Several outspoken voices have criticized the EU’s decision to observe Egypt’s elections, which many see as less of an election and more of a coronation, saying that the mission lends a credence of legitimacy to the elections. Mario David addressed these concerns in a press conference Monday saying, “Monitoring the elections does not mean that the EU is legitimizing the elections.” The African Union, the Arab League, and the United States based NGO Democracy International are also monitoring the election. On Friday, the Carter Center released a report discussing Egypt’s electoral process. In the report former US President Jimmy Carter expressed concern that Egypt’s “political transition has faltered” and called on Egypt’s next president to “take immediate steps to foster dialogue and political accommodation to ensure that the full spectrum of Egyptian society can participate meaningfully in politics.” Among the report’s recommendations are an end to the crackdown on dissenting voices, rescind the protest law, and easing restrictions on media outlets.

Candidates’ media campaigns intensify

As the elections approach Egypt’s presidential candidates have intensified their efforts to court the Egyptian people. Abdel Fattah al-Sisi and Hamdeen Sabbahi have both sat down with several media outlets over the past two weeks to discuss their visions for Egypt. Sisi sat down for his second television interview in as many weeks on Sunday and Monday. Despite his prevalent air time, Sisi has remained remarkably vague about his vision for Egypt’s future. During an interview with Al-Nahar and Dream and Al-Hayah satellite channels on Sunday Sisi defended the opaque nature of his platform saying that it was due to national security concerns. Sisi went on to describe his development policies as a five-year plan and claimed we would not give specifics to avoid “schemers” from trying benefit from said projects.

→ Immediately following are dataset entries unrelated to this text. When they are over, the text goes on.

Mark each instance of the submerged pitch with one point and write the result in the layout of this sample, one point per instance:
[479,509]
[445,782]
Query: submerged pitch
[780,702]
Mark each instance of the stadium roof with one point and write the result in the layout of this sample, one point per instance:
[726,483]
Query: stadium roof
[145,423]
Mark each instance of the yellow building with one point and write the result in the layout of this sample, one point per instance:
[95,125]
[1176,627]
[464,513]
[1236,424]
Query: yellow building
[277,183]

In an earlier interview with Reuters, Sisi urged the international community, and the United States in particular, to assist Egypt in its fight against terrorism. During the interview Sisi described Egypt as “fighting a war against terrorism,” adding “We need American support to fight terrorism, we need American equipment to combat terrorism.” He also warned that the Sinai risked becoming “a base for terrorism.” On the subject of Libya, he criticized the West’s failure to ‘complete’ their mission there stabilize Libya after the fall of Qaddafi. With regards to Egypt’s peace treaty with Israel, Sisi pledged his desire to maintain peace with Israel and help build regional peace.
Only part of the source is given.